# Householder algorithm

svishal03
Hi,

I need to write a code to convert a symmetic matrix into tridiagonal form and am planning to use the Householder algorithm.

I understand the mathematical steps.

Can anyone explain that when we are converting a matrix "A" into a tridiagonal form what does it physically indiacte?

I mean what are doing? Is it that we are taking each column of the matrix i.e.a vector and making the necessary elements 0 so as to get a tridiagonal matrix which has non zero elements just along the principal diagonal and the first diagonal below this, and the first diagonal above the main diagonal.

I shall be grateful if someone puts it's point of view.

Vishal

You should begin by understanding that it is imprecise to say that the algorithm "converts" the matrix to tridiagonal form. If we merely wanted to "convert" the matrix to tridiagonal form, we could simply set all its non-tridiagonal entries to zero. Why are only certain procedures allowed for eliminating the non-tridiagonal entries? Doesn't the output of the algorithm give a way to represent the matrix as a product of factors, one of which is a matrix in tri-diagonal form?

As to why one wants to represent something as a product of factors, you could ask the same question in ordinary algebra. Why factor $a^2 - b^2$ as $(a+b)(a-b)$? There are a variety of situations where one representation is more convenient in another. In the case of the "QR" factorization, I think it is used in algorithms that find the eigenvalues of a matrix. The technicalities of that are a topic to be discussed after the Google blackout is over!

svishal03
Thanks a lot.

Actually, I have been looking in this explanation;

http://math.fullerton.edu/mathews/n2003/householdermod.html [Broken]

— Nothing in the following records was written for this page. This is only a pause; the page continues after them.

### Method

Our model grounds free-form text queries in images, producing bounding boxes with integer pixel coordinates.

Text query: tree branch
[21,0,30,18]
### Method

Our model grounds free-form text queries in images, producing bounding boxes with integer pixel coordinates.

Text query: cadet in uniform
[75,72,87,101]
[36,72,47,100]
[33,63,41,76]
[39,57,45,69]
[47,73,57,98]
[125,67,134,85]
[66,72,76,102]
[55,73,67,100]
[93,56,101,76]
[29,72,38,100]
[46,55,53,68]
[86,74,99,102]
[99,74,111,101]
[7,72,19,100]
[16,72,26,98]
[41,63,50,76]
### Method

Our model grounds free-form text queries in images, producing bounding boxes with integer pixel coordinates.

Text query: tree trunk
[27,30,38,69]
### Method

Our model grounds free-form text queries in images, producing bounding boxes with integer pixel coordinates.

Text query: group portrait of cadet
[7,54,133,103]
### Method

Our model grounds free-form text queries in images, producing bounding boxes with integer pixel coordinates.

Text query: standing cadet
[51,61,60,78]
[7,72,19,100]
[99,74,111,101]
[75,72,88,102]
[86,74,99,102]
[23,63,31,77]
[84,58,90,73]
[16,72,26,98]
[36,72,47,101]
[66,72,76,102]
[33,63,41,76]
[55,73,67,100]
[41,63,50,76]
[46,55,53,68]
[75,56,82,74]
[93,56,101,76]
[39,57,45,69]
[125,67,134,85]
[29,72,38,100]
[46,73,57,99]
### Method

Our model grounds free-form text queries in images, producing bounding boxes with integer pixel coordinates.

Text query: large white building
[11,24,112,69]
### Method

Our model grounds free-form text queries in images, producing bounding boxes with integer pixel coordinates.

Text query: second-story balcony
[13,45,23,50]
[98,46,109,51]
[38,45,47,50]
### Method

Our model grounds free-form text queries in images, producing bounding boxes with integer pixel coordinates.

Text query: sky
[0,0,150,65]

As it explains, the Householder method is used to construct a similar symmetric triadiagonal matrix.

Now, similar matrices are those which posses several similar properties and one of the similar properties being that they possesses similar Eigen values (which is what I finally need).

In linear algebra, two n-by-n matrices A and B are called similar if

B= P^-1 A P

for some invertible n-by-n matrix P

Fianlly we get a final similar matrix at the end of of ( n-2)Householder orthogonal transformations.

I do not follow when you say;

Doesn't the output of the algorithm give a way to represent the matrix as a product of factors, one of which is a matrix in tri-diagonal form?

Sorry for a fundamental question...can you please explain the statement?

Last edited by a moderator:
Which aspect of the statement needs explaining? As you observed, the definition of matrices A and B being "similar" is that we are able to factor one matrix B in a special way such that the matrix A appears as a middle factor. The link you gave points out that Householder's algorithm makes this middle matrix is a tri-diagonal matrix. Is the question "What is the utility of a representing B this way?" or is the question "How does the algorithm accomplish this representation?" - in particular "How do we recover P from the data that is produced from the steps of the algorithm?". (I implemented this algorithm in C many years ago, but I'd have to study your link to answer that question!)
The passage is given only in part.